In cooperatives, proxies are not permitted for any meetings, including both Board meetings and membership meetings. While absentee voting may be permitted for co-op membership meetings, it is not permitted for Board meetings.
Are Board members allowed to receive payment or other compensation for their services?
Many associations’ Bylaws provide that Board members/officers are not entitled to receive compensation except for reimbursement of out of pocket expenses. Reduced or waived assessments constitute compensation. Some Bylaws allow for compensation if approved by the association membership.
However, receiving compensation voids the volunteer liability shield available under Minnesota law. While most associations have directors and officers liability insurance coverage, that insurance may not cover all claims that may be brought against a Board. So, even if receiving compensation over and above reimbursement of out-of-pocket expenses is permitted, it is generally not a good idea to offer or accept compensation solely for service on the Board. (If a director also happens to be, say, an accountant, that person may receive compensation for providing accounting services to the Association. The compensation is for the accounting services provided, not for the service as a Board member.)
On a more practical level, if people are unwilling to serve on the Board unless they can receive compensation, one can only wonder whether those people are serving for personal benefit (compensation received) or for the betterment of the community. There is, after all, a reason they call it “serving” on the Board: directors perform duties for another person/organization. If a person is “in it for himself” or the compensation, he is not acting for the organization.
Do Rules and Regulations apply to Board members? Are Board members subject to fines?
Absolutely. All governing documents – Declaration, Articles of Incorporation, Bylaws and Rules & Regulations – apply to all Owners and residents of the Association.
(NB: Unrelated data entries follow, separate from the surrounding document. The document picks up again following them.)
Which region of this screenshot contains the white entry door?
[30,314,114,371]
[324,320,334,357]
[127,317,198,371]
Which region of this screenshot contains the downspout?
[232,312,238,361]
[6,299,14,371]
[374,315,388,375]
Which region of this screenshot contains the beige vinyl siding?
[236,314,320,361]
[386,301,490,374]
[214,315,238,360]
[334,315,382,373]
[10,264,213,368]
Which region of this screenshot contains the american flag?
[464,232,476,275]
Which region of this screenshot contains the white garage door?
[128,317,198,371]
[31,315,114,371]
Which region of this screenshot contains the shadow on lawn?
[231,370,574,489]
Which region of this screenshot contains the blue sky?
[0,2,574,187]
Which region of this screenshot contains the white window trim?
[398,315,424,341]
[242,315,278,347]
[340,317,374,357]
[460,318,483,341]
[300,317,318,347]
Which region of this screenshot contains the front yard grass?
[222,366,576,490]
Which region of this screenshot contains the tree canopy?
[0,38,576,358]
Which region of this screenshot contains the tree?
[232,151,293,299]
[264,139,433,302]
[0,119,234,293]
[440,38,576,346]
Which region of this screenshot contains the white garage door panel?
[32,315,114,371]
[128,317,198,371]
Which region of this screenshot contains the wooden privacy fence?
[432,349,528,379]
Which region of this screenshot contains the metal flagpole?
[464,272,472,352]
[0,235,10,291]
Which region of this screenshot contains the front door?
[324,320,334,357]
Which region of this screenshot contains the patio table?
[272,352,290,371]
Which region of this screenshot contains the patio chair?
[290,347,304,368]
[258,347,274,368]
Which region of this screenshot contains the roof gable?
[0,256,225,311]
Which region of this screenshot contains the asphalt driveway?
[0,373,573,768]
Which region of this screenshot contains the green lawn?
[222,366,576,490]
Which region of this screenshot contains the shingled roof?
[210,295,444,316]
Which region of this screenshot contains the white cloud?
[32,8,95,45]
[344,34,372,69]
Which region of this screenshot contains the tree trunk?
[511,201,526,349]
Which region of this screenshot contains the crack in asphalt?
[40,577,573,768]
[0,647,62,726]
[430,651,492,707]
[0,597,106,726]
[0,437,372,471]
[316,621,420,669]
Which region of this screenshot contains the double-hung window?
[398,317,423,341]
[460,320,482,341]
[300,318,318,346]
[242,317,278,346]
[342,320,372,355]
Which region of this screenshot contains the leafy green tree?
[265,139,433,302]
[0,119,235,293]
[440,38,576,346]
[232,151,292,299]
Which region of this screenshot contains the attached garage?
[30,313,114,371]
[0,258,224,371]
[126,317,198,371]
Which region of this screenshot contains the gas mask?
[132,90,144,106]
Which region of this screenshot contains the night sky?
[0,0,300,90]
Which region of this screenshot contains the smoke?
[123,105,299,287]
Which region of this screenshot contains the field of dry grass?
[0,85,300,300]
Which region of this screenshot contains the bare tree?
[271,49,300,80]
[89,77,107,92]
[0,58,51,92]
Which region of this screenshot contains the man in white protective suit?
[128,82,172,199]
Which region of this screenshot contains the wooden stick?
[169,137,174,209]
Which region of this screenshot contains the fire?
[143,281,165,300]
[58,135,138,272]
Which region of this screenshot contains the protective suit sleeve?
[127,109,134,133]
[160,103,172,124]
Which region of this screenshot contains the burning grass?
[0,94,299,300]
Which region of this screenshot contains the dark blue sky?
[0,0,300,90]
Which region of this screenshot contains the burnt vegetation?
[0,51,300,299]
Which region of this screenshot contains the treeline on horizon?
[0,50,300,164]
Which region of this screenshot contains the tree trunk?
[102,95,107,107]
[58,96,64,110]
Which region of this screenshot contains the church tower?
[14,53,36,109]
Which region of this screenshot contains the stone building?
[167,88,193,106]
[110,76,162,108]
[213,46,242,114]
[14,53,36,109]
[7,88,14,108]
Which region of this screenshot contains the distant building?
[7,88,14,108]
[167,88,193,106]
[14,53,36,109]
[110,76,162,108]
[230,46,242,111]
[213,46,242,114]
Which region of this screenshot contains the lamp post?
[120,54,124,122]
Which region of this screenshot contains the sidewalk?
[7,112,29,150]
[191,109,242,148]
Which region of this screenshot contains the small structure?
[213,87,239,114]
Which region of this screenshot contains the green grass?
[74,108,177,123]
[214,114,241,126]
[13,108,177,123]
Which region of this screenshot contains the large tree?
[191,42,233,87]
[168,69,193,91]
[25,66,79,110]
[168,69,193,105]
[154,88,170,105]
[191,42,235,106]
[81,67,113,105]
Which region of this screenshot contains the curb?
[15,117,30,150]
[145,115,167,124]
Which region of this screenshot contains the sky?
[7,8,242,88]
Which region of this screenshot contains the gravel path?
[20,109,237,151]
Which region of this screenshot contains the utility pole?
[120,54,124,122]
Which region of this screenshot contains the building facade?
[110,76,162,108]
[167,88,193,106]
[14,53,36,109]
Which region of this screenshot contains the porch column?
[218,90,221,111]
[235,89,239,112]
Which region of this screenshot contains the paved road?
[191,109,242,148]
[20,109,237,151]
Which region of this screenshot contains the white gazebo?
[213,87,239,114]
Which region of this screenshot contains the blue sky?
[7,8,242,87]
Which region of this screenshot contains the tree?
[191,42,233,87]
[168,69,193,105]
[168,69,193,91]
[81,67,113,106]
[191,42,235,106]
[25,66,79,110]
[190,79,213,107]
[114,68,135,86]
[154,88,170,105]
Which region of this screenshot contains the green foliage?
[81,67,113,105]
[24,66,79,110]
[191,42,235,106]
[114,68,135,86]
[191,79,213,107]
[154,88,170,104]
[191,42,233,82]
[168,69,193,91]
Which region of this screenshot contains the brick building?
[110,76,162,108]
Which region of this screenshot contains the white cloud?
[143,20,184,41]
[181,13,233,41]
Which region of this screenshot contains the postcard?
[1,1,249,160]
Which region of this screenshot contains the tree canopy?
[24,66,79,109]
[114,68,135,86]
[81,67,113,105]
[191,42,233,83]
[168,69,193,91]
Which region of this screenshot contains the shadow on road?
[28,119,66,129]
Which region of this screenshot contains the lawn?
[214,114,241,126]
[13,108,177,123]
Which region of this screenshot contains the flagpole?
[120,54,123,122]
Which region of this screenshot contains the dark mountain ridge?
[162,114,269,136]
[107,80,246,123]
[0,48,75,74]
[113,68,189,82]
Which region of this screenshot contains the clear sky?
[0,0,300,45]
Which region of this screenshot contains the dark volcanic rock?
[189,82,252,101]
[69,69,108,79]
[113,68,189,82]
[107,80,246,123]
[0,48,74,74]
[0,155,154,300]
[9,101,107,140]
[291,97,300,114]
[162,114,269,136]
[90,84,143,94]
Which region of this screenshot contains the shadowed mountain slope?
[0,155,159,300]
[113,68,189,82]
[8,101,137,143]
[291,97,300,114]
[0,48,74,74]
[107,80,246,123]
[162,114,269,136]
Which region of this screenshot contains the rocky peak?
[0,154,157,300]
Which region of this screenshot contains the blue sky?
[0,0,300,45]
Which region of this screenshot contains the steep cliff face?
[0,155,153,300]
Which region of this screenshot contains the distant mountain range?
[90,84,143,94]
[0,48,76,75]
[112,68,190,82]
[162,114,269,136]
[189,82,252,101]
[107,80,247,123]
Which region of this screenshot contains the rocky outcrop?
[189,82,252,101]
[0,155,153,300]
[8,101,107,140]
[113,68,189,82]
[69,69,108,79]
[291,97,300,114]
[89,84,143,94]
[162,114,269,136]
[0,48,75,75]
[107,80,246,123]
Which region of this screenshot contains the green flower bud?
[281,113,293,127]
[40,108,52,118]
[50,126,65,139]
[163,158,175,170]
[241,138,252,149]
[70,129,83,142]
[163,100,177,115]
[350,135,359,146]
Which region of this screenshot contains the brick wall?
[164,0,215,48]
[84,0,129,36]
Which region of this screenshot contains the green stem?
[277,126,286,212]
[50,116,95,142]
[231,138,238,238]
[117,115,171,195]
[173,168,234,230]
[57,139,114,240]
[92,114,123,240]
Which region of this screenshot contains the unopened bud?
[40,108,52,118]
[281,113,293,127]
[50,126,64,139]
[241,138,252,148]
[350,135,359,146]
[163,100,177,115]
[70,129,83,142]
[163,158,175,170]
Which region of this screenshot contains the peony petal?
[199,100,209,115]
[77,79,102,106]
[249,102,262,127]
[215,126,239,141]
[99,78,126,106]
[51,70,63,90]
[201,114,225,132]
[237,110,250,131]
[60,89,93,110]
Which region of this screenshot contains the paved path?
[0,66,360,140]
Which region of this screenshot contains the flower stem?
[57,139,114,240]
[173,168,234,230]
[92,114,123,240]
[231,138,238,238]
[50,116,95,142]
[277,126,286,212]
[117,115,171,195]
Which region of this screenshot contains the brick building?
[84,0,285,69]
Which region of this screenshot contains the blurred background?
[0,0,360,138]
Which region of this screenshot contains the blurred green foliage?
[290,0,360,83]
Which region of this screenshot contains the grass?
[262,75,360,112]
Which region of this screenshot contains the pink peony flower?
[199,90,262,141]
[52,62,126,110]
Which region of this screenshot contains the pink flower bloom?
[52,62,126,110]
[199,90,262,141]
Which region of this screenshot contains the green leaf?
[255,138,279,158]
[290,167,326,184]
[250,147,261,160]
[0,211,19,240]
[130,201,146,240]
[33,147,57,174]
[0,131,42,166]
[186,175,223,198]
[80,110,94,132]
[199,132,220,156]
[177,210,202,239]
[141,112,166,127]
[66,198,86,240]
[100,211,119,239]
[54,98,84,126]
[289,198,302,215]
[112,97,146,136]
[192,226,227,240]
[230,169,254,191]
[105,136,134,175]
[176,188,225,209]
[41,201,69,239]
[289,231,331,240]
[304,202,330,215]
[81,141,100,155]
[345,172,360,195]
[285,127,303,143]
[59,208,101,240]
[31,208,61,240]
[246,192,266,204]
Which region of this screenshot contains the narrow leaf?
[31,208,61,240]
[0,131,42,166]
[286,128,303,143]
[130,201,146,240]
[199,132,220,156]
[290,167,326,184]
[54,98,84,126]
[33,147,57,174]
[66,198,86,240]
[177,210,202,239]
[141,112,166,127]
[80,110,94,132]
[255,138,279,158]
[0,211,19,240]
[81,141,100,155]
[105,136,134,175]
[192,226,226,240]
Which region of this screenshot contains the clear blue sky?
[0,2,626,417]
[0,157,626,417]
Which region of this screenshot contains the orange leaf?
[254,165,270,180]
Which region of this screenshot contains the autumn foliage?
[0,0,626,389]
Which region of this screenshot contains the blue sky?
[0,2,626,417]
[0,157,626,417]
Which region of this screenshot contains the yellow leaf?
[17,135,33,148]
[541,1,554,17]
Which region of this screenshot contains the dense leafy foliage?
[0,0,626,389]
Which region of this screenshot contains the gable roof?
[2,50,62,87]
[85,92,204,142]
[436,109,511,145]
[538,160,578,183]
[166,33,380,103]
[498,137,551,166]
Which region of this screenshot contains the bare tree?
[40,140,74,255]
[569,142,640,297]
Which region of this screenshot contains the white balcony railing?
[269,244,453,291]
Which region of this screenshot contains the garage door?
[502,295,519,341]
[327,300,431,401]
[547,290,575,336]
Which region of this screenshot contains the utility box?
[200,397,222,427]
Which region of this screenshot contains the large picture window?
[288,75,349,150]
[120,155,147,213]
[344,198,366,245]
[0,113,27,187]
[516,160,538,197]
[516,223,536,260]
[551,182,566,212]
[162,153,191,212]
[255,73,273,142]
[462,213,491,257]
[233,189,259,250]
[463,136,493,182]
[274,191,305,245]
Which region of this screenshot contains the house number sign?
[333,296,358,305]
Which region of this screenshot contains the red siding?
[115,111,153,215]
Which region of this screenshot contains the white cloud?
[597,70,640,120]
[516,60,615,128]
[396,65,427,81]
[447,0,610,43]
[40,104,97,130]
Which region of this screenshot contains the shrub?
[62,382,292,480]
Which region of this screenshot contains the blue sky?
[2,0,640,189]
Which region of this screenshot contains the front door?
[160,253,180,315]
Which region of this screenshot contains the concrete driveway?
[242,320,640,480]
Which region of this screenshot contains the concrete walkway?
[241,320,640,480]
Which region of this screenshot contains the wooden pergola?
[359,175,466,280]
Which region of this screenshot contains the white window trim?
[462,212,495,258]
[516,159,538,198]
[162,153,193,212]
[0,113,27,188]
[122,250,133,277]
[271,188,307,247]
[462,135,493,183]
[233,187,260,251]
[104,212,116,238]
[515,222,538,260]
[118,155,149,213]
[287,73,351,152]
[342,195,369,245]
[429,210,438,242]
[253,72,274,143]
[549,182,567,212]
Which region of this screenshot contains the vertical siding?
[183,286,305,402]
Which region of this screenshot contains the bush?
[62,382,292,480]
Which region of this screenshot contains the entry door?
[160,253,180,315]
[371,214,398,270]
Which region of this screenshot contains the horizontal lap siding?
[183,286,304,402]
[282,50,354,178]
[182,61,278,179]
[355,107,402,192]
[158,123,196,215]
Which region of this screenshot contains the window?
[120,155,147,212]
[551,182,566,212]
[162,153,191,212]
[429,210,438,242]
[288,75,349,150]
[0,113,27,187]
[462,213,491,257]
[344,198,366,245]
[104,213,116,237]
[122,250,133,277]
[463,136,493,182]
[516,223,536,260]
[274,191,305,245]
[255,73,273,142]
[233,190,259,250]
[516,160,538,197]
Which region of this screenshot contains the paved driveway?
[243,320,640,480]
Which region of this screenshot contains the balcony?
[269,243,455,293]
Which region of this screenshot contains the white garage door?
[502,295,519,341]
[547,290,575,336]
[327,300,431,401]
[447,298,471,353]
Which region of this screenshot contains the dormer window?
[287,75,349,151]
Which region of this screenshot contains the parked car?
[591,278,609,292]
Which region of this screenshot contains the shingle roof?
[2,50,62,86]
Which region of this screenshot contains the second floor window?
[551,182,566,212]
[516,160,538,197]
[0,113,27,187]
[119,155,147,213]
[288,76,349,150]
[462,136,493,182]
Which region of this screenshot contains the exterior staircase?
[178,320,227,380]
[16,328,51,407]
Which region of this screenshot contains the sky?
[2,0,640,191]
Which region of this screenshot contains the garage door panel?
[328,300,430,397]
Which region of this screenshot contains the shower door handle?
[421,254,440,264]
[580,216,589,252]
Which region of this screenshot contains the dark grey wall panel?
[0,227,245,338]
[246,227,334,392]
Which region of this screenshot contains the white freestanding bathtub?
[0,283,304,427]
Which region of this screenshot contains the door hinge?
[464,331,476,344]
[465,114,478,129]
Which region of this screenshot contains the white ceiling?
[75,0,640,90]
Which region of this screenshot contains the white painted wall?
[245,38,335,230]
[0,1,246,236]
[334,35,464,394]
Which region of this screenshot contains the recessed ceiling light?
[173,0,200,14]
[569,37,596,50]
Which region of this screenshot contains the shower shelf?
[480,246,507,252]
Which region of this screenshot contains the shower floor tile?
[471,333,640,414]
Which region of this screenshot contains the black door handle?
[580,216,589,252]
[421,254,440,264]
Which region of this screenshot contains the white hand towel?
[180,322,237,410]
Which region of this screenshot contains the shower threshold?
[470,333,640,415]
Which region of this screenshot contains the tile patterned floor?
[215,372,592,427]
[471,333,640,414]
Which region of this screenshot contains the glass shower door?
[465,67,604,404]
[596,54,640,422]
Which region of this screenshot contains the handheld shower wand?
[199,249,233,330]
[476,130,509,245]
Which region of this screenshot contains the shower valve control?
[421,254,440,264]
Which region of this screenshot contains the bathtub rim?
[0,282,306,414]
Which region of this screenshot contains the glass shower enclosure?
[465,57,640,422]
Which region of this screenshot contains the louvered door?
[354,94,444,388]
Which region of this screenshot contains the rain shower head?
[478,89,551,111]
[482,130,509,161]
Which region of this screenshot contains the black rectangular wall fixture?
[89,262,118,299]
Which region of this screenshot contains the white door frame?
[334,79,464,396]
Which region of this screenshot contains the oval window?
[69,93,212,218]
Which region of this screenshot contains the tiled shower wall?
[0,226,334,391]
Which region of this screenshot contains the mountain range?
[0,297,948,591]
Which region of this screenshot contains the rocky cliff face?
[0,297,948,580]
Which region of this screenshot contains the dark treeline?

Serving on the Board does not negate a person’s obligation to abide by the association’s governing documents. In fact, Board members should be setting the example for other owners/residents. If a Board member receives special treatment (e.g., waiver of a fine simply because he/she is a Board member), that sends a message to owners that Board members are “above the law.” In turn, owners may begin to resent the directors and/or begin to question their actions, potentially creating a dysfunctional or toxic environment.
Does any individual Board member have the right to have fines and/or late fees removed from his/her account without approval of the entire Board?
No individual Board member has authority to act on behalf of the Board (or association) without Board approval (as evidenced by a vote of the Board to delegate certain authority to a specific officer/director). Not only does a director not have authority to unilaterally have fines/fees removed from his account, but that director should not participate in the Board discussion and vote on the matter.
So, what are the perks of being a director?
Typically, if one asks Owners who serve on an association’s Board of Directors what those Owners gain from serving on the Board, they will usually respond that:
- they have a better understanding of the operations of the association
- they have a better understanding of (and appreciation for) the amount of money and other resources it takes to operate a successful association
- they have a better understanding of some of the hard decisions the Board must make to establish a reasonable budget and operate within that budget every year
- they have an opportunity to learn about their community and their neighbors—and maybe even make a friend or two in the process
Most directors agree that these intangible benefits far outweigh the occasional adverse encounter or absence of compensation for time devoted to service on the Board. For most directors, it’s not just about “putting in the time.” It’s also about working to create a community that is pleasant to live in.